John Camillus Hone (1759 – 23 May 1836) was an English painter of miniatures.

==Life and family==
John Camillus Hone was born in 1759 in London. His parents were Nathaniel and Mary Hone (née Earle) of York, England. His father was a miniaturist who gave Hone is initial training. Hone was one of 10 children, 5 of whom survived to adulthood. His brother, Horace, was also an artist. Hone is believed to be the model in his father's painting, "The Piping Boy", aged 9.

Hone married his cousin Abigail Hone in October 1807. Hone died on 23 May 1836 at his home at 14 Summerhill, Dublin. Abigail died on 4 February 1855, reputedly 103 years old.
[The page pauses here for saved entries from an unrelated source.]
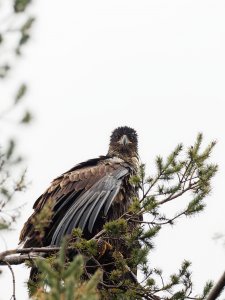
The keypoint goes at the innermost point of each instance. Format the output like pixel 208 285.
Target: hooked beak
pixel 124 140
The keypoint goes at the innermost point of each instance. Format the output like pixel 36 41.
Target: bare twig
pixel 13 279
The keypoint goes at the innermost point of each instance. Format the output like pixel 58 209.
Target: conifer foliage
pixel 76 271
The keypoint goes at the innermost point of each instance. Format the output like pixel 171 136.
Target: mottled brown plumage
pixel 88 195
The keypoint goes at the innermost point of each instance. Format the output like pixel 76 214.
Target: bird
pixel 88 195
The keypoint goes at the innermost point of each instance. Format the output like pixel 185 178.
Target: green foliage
pixel 62 280
pixel 83 271
pixel 116 228
pixel 20 93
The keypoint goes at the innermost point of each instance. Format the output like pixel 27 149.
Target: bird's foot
pixel 103 246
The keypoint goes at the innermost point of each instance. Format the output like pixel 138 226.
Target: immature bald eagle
pixel 89 194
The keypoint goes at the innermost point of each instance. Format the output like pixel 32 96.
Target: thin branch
pixel 13 279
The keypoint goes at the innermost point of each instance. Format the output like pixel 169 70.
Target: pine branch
pixel 217 289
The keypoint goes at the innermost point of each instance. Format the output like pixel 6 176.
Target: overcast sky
pixel 157 66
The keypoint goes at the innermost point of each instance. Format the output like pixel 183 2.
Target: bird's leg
pixel 102 247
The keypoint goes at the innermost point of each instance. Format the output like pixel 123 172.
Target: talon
pixel 103 246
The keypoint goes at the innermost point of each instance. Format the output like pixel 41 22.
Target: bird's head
pixel 123 143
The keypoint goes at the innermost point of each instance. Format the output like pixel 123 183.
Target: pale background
pixel 157 66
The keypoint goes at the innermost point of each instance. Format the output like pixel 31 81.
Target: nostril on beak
pixel 124 140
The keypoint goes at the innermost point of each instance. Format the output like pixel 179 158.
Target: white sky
pixel 157 66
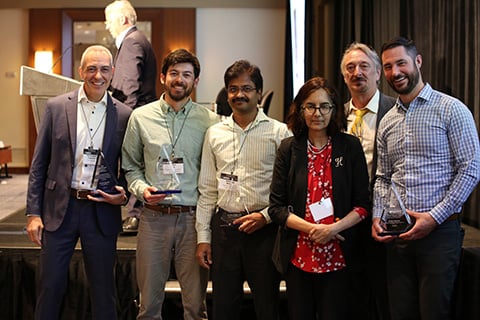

Though other sources give her death date in 1887 at age 105.

==Career==
Hone exhibited his first work, "Portrait of a Lady", at the Free Society in London in 1775. The next year he exhibited "St Francis" and "The Spartan Boy". He next exhibited in 1779. He exhibited with the Royal Academy from 1776 to 1780. He emigrated to the East Indies, where he continued to practice successfully as an artist.

Hone moved to Dublin in 1790, where he was appointed "Engraver of Dies" at the Stamp Office by the Lord Lieutenant, Earl of Westmoreland. Having taken up this post he appears to have retired from painting, exhibiting just once in 1809 with 3 oil portraits at an exhibition on Hawkins Street.